Overview / Introduction

For this assignment we’ve been given the task of choosing any three of the “wide” data sets identified in the Week 6 Discussion items by our classmates. For each of the three chosen data sets we will create a .CSV file or MySQL database, read the information from our files into R using tidyr and dplyr as needed to tidy and transform our data, and perform the analysis requested in the discussion item.

The first data set is from DATA.NY.GOV and it records the daily ridership numbers for the MTA since 2020 compared to pre-pandemic levels. The suggested analysis revolved around how ridership has fluctuated throughout the years following the pandemic and which means of transport have been affected more than others. The second data set contains world population data spanning several decades providing population counts for various countries from 1970 through 2022. The suggested analyses revolve around population growth across continents and the correlation between a country’s area and its population density over time.

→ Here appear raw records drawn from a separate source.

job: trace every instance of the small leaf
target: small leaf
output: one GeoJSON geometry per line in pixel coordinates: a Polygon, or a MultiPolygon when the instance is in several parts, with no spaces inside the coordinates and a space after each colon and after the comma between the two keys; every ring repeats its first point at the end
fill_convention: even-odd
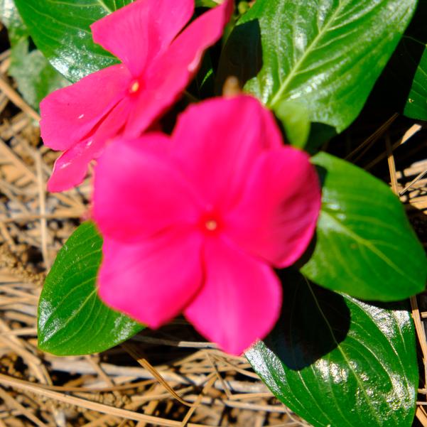
{"type": "Polygon", "coordinates": [[[281,121],[290,144],[303,148],[310,135],[310,118],[307,109],[302,104],[292,101],[278,103],[274,109],[276,116],[281,121]]]}
{"type": "Polygon", "coordinates": [[[303,274],[366,300],[396,301],[422,291],[426,253],[390,188],[326,153],[312,163],[323,180],[323,203],[314,252],[303,274]]]}
{"type": "Polygon", "coordinates": [[[311,121],[348,126],[414,13],[416,0],[257,0],[222,53],[229,75],[273,109],[298,102],[311,121]]]}
{"type": "Polygon", "coordinates": [[[96,279],[102,239],[85,222],[59,252],[46,278],[38,305],[38,346],[64,356],[104,351],[144,326],[107,307],[98,298],[96,279]]]}
{"type": "Polygon", "coordinates": [[[118,63],[92,40],[90,26],[132,0],[15,0],[34,43],[70,82],[118,63]]]}
{"type": "Polygon", "coordinates": [[[410,427],[418,382],[404,306],[369,305],[287,273],[282,316],[246,356],[314,427],[410,427]]]}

The third data set records HIV/AIDS diagnosis data in NYC and the suggested analyses revolve around diagnosis rates by gender and race, changes in diagnoses over the years across neighborhoods, and a comparison between new HIV and HIV/AIDS diagnoses.

Load Packages and First Data Set

Let’s start by loading the necessary packages and the first data set.

library(tidyverse)
library(dplyr)
library(zoo)
library(RSocrata)

url1 = "https://data.ny.gov/api/odata/v4/vxuj-8kew"
ridership <- read.socrata(url1)
glimpse(ridership)
## Rows: 1,754
## Columns: 15
## $ date                                                 <dttm> 2021-01-01, 2022…
## $ subways_total_estimated_ridership                    <int> 613692, 1027918, …
## $ subways_of_comparable_pre_pandemic_day               <dbl> 0.29, 0.38, 0.80,…
## $ buses_total_estimated_ridersip                       <int> 378288, 350845, 4…
## $ buses_of_comparable_pre_pandemic_day                 <dbl> 0.41, 0.29, 0.52,…
## $ lirr_total_estimated_ridership                       <int> 28977, 33980, 677…
## $ lirr_of_comparable_pre_pandemic_day                  <dbl> 0.35, 0.35, 0.82,…
## $ metro_north_total_estimated_ridership                <int> 14988, 30341, 663…
## $ metro_north_of_comparable_pre_pandemic_day           <dbl> 0.17, 0.23, 0.73,…
## $ access_a_ride_total_scheduled_trips                  <int> 5960, 4904, 11476…
## $ access_a_ride_of_comparable_pre_pandemic_day         <dbl> 0.44, 0.34, 0.85,…
## $ bridges_and_tunnels_total_traffic                    <int> 445950, 498515, 7…
## $ bridges_and_tunnels_of_comparable_pre_pandemic_day   <dbl> 0.65, 0.65, 1.08,…
## $ staten_island_railway_total_estimated_ridership      <int> 805, 1262, 1771, …
## $ staten_island_railway_of_comparable_pre_pandemic_day <dbl> 0.29, 0.31, 0.65,…

Tidy First Data Set

Seeing as how the suggested analysis was with regards to ridership fluctuation throughout the years and its affects on different means of transportation, our data set should then be tidied to better compare ridership between the different modes of transportation with regards to their initial pre pandemic levels. For this reason, we create a subset pulling the date field along with the columns comparing each respective mode of transportation with their pre pandemic levels. We then rename each column in order to pivot and create a long table containing a field for means of transportation and a field for ridership proportion compared to pre pandemic levels.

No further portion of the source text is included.